Fairy Tale Archeology, or “The Seed of Dreams”

July 16, 2014 Uncategorized 0

Today I’d like to discuss what remains of fairy tales and how it was likely very different for the people hearing them. This explains in some ways the fascination I have with fairy tales and retellings. If you read an original fairy tale without embellishment, odds are you’ll come away thinking “That was strange. And boring.”

Let’s take the case of “The Goose Girl.” If you read the start of the Goose Girl, you’ll probably conclude that the story is told strangely, in a disjointed manner. Take, for instance the following sentence: “The princess’s horse was called Falada, and could speak.” That’s just thrown in there at the start.

No elaboration.

No buildup.

But think about what the fairy tales we have actually represent. The brothers Grimm traveled far and wide, listening to people. Wikipedia calls them “academics, linguists, cultural researchers, lexicographers and authors who collected and published folklore.”

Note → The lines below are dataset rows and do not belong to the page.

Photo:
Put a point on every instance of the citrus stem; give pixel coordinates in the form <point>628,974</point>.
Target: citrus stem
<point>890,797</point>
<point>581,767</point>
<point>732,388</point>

Which is to say, folks told them the stories like this, and Jacob and Wilhelm wrote it down. And you can bet that many of the people they spoke to weren’t authors. Even worse, many of them weren’t storytellers. A great story teller takes something like The Goose Girl and builds on it. Embellishes and adapts it with every telling.

“The princess’s horse was called Falada, and could speak” –no story teller, ever.

Let’s take a modern day example. Transformers. And we’ll have it retold by my ten year old son, while I play a substitute Grimm:

“There are giant robots, who are also cars. One of them is named Optimus, and they blow up everything. Then Megatron comes and they fight. But Sam takes the cosmic cube, which could destroy the world, and kills Megatron with it. Everything blows up.”*

A hundred years from now, if that’s the only record we have of Transformers, we’ll know two things:

  1. Transformers probably wasn’t a really good movie.
  2. Michael Bay likes to blow things up.

*This is, to a ten year old boy, the equivalent of “They all lived happily ever after.”

The point here is that while my son may have seen Transformers, he’s not a story teller yet. He told the best version of Transformers he could, but it may be lacking a few subtle nuances over the original. And you can bet that the Goose Girl is suffering a bit from a similar telling.

When we use these stories for retelling, we get a chance to undo this. In many ways, the stories resemble a shriveled seed. They’ve lost almost everything that made them exciting to hear, but the bones are there. The essence is there, waiting to be given new life, new greenery, and new scenery.